Bitcoin Needs to Break Past Ultimate $14,000 Level
While the price of the leading cryptocurrency surged as high as $20,000 in 2017, it didn’t stay at this level for long, failing to establish any semblance of support in that region. In fact, it closed the month of December at $14,000 — 30% below the all-time high as bulls failed to maintain momentum.
For those not versed in technical analysis, this close meant that $14,000 became the level to cross above on a monthly basis, for a close above this ultimate resistance would suggest a higher high has been established.
A chartist going by “Delboy” doubled down on this in a recent tweet, remarking that Bitcoin’s long-term chart is showing signs that $14,000 might be key in launching the price of BTC “to the moon.”
$BTC 1M chart. Slightly different take on the dominant chart structure. is $14'000 key to launch BTC to the moon? pic.twitter.com/lKz5lUbjAQ
— Delboy (@sp184eib) February 21, 2020
Indeed, NewsBTC’s look at the long-term Bitcoin charts indicated that once BTC surmounted the monthly high of the 2013 bubble around $1,150, the bullish momentum quickly picked up, taking the asset to $20,000 by the end of 2017.
How High Could BTC Go?
While the jury is still out on where exactly the next bull run will take BTC, the consensus is a fresh all-time high of at least $50,000, proven by a crazy accurate price model made by an institutional quantitative analyst and shilled by a bonafide German bank.

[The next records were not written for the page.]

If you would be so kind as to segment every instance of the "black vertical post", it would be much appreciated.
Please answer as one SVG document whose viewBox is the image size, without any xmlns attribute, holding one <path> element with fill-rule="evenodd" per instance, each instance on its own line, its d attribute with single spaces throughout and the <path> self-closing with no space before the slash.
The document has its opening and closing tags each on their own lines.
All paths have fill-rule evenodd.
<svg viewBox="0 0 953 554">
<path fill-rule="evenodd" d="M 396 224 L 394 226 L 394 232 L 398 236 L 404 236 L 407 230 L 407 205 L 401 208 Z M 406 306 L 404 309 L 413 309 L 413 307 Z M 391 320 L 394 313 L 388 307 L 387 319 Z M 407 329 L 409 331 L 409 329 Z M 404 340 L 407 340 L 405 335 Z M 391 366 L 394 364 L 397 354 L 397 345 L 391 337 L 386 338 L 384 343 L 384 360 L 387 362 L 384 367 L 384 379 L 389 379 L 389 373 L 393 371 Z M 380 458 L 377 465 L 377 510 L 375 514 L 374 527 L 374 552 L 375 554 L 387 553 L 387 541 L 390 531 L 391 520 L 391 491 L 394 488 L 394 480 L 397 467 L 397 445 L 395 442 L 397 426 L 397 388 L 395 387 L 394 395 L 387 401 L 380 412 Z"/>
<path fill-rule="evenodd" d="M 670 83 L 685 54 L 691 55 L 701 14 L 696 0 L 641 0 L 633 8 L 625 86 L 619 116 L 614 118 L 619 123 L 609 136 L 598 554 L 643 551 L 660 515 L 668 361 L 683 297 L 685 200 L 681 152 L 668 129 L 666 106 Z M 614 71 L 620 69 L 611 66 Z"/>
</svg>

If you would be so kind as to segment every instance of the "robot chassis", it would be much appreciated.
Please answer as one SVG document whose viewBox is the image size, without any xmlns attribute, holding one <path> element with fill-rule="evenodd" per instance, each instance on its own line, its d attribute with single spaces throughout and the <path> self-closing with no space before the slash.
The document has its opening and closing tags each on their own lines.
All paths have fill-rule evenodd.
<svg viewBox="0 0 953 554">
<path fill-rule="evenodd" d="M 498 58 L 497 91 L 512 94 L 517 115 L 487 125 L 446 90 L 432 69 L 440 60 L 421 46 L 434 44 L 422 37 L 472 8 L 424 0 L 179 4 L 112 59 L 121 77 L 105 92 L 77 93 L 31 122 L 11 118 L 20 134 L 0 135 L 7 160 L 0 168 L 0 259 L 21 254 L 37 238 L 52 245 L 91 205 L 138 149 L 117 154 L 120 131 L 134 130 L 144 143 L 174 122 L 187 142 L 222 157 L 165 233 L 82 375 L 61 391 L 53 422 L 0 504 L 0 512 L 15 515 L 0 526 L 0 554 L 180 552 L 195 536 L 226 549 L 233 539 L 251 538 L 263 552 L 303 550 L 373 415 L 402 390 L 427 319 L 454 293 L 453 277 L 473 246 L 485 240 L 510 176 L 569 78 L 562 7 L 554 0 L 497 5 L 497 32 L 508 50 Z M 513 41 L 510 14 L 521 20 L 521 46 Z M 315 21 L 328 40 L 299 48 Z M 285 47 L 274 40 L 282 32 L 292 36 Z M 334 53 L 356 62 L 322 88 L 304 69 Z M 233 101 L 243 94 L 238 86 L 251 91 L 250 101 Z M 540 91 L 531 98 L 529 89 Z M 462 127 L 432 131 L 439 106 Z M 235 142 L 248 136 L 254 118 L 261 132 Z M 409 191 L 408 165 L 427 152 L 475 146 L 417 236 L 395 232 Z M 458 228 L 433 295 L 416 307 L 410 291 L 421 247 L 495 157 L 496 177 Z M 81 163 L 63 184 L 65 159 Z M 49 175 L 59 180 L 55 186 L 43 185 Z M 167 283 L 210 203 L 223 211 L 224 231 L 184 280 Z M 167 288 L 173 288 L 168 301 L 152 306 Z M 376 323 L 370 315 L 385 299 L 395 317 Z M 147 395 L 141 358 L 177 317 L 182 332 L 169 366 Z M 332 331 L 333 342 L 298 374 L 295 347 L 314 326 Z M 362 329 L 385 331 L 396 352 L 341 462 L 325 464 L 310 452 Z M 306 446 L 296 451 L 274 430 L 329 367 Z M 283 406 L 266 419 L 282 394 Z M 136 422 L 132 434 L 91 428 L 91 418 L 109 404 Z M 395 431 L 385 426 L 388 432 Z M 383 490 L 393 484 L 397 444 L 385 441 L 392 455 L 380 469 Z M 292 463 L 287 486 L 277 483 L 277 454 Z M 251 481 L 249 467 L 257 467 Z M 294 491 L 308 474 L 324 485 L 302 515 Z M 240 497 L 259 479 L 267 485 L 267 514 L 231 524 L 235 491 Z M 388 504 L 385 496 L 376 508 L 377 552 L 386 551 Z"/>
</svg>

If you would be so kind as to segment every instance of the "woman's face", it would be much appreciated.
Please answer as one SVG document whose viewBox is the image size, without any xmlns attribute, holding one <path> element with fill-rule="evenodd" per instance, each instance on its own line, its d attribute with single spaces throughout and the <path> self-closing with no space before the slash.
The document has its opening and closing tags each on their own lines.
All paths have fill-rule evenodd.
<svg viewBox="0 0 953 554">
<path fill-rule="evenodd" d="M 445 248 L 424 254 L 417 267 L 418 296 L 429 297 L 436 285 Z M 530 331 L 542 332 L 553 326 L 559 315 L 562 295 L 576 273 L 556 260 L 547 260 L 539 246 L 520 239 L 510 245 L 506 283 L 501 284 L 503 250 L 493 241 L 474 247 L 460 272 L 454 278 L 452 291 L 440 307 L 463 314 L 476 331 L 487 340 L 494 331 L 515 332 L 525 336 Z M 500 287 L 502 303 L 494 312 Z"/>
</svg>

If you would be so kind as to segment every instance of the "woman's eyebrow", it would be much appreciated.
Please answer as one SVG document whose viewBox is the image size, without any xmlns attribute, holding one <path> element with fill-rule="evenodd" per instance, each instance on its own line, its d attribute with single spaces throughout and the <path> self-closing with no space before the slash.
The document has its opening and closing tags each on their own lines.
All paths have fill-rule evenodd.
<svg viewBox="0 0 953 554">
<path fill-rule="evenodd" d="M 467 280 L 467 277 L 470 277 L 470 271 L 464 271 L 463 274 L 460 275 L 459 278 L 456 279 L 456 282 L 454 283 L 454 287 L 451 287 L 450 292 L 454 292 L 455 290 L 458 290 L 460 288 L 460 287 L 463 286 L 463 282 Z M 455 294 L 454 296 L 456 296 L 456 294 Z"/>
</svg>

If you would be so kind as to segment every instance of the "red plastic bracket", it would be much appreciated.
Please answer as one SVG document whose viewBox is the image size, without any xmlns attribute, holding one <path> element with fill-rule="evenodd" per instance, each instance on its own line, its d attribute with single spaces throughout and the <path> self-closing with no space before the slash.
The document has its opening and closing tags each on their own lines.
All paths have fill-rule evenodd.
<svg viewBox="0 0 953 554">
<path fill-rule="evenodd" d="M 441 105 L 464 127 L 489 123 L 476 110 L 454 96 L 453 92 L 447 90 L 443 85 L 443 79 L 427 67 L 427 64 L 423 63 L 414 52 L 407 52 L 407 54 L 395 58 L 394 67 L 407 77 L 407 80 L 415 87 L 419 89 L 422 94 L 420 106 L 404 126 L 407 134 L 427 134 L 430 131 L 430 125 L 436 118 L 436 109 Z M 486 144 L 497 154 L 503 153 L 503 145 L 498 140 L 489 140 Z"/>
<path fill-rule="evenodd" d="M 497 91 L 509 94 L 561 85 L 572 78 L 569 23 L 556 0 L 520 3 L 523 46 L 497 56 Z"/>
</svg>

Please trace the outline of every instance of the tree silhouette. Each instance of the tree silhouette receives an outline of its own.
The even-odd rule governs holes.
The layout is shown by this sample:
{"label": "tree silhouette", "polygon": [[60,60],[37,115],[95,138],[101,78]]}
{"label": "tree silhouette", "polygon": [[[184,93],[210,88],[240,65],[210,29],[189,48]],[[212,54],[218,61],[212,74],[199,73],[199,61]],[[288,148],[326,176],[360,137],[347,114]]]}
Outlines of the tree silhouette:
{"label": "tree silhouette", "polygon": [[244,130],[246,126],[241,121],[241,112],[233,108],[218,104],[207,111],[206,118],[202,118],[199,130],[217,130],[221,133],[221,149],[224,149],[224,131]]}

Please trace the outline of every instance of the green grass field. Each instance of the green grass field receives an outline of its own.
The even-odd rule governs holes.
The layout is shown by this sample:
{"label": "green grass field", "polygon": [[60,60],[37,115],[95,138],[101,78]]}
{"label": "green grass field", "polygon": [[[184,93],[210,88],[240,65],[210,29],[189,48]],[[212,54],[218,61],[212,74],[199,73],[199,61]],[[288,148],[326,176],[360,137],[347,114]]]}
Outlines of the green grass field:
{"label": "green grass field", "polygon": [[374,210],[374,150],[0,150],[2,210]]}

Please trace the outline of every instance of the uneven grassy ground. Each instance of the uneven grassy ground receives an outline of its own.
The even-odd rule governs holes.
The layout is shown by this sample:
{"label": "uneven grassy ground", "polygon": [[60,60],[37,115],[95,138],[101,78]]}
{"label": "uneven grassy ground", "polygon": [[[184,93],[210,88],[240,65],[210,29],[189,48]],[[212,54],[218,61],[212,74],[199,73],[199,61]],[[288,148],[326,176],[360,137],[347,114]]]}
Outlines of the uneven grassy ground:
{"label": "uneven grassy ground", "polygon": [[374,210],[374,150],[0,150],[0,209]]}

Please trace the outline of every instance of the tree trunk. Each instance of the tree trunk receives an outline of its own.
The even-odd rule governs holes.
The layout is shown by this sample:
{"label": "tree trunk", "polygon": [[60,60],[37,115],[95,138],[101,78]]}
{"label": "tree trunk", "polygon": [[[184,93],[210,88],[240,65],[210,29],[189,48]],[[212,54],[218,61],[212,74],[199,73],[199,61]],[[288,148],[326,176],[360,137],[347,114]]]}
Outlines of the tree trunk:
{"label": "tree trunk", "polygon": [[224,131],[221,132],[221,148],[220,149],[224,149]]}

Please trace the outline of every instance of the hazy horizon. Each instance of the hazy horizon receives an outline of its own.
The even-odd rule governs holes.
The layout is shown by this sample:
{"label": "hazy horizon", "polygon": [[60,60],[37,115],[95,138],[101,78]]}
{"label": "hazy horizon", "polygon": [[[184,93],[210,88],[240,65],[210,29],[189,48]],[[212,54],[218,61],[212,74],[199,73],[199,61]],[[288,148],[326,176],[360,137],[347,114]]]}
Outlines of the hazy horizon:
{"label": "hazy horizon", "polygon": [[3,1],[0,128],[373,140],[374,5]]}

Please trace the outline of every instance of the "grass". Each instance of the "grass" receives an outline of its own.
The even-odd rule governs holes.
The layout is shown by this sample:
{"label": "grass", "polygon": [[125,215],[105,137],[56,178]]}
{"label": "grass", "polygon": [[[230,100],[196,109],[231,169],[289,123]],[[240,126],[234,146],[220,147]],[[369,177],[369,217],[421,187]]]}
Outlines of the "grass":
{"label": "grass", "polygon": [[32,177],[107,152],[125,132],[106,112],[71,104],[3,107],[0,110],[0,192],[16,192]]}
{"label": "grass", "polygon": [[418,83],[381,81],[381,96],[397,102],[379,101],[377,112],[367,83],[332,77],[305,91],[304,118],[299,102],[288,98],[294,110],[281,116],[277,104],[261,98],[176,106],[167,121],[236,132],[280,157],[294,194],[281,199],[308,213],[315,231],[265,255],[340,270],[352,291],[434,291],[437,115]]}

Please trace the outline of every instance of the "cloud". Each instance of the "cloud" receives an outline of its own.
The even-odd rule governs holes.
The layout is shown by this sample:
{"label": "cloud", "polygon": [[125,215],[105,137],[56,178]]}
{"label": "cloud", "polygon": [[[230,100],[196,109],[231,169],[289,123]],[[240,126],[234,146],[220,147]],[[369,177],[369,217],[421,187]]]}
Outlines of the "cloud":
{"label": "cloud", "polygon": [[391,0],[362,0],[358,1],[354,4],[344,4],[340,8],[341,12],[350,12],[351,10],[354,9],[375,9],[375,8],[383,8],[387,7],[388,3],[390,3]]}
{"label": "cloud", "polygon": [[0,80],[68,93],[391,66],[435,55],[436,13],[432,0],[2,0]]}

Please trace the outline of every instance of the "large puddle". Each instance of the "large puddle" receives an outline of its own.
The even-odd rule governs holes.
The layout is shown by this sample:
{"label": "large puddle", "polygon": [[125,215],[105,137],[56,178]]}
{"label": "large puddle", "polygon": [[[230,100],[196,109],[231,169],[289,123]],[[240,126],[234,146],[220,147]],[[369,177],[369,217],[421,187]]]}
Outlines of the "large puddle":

The model, dubbed the stock-to-flow model, equates Bitcoin’s scarcity, derived from the above-ground supply divided by the rolling issuance of the coin, to the asset’s market cap. It determined, to a 95% R squared, that after the BTC block reward reduction in May 2020, a coin will have a fair value of anywhere between $55,000 to $100,000.
GeertJancap, a Twitter user interested in disruptive technologies, noted that per his transfer function model of Bitcoin’s price, BTC’s price will catch up to the model, created by pseudonymous analyst PlanB, a year after the halving in the middle of 2021.